Senate majority leader Harry Reid’s surprise revision of the jobs bill continues to be puzzling. It now appears that he even surprised the White House, who had just announced with some fanfare that they had a bipartisan jobs bill, and he certainly seems to have surprised most Democratic Senators, who are now scrambling to try to reassemble a bipartisan coalition around this revised bill.
He also seems to have surprised House majority leader Nancy Pelosi, who is clearly not happy that the new $15 billion Senate bill doesn’t have nearly as much in it as the $154 billion House bill she got passed. Her response to the proposed new Senate bill has been tepid at best, if not downright hostile.
Although his early remarks suggested this was just a political move on his part to trap Republicans into an unpopular vote ahead of the November elections, subsequent remarks suggest a more reasonable approach – he may have decided it was just too big a piece to bite off at one time in the present political climate (probably true), and that the original bill was simply too bloated with pork, earmarks, and unrelated issues (certainly true). If that was his real motive, then his move was quite sensible, though why he chose to surprised everyone, including his own party and the White House, is still puzzling.

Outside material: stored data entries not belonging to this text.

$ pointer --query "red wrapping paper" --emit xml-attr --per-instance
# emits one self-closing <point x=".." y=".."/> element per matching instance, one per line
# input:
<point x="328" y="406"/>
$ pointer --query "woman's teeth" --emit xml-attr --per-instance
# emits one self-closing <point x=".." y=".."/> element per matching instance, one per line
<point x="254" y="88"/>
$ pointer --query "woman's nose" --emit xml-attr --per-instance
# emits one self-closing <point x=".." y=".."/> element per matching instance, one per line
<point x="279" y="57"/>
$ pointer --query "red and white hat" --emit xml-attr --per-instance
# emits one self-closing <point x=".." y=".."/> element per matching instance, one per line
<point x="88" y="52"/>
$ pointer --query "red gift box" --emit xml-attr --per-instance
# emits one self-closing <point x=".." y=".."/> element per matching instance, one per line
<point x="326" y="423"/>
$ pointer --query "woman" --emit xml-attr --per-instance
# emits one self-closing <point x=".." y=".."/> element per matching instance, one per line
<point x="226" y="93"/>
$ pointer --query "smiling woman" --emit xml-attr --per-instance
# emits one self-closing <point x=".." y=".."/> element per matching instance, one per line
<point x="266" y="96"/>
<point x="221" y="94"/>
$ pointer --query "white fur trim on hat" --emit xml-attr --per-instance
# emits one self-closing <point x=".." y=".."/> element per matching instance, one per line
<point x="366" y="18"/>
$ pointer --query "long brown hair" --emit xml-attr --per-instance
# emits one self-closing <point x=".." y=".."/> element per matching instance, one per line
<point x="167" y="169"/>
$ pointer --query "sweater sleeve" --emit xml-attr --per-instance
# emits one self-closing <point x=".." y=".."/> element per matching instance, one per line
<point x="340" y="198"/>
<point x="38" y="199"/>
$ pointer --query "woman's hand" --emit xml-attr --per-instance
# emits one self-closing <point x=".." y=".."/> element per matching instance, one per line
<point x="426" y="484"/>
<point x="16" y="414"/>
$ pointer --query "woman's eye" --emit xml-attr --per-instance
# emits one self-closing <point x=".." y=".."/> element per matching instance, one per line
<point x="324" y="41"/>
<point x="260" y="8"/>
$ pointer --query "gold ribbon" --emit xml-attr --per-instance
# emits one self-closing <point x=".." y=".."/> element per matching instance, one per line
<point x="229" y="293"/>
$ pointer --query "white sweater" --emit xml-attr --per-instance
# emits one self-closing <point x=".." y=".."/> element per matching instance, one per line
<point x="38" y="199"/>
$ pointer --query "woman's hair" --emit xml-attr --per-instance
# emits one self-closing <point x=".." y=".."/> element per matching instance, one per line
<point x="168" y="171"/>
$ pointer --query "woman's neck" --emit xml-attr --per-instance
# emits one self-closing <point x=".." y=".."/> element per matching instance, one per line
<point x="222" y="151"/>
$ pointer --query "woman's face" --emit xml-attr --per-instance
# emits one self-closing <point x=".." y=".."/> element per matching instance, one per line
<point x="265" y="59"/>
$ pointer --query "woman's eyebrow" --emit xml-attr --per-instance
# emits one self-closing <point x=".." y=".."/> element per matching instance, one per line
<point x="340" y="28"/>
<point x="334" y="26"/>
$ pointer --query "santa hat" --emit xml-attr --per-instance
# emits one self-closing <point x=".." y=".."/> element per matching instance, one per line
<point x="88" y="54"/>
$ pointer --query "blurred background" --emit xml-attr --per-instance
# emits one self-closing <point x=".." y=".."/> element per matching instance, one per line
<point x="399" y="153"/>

Of course, there is still the question of whether the new bill does anything useful. The centerpiece of the new slimmed-down bill is $13 billion in 1-year payroll tax breaks for employers who hire people previously unemployed and receiving unemployment insurance. It’s not clear that really produces any new jobs. Employers will hire more people only when they think there is enough new business to justify the new hire – a payroll tax break on a new hire a business doesn’t need isn’t going to be enough to motivate them to hire people they don’t need. So in fact about the only people who will be helped are businesses who were going to hire new people anyway.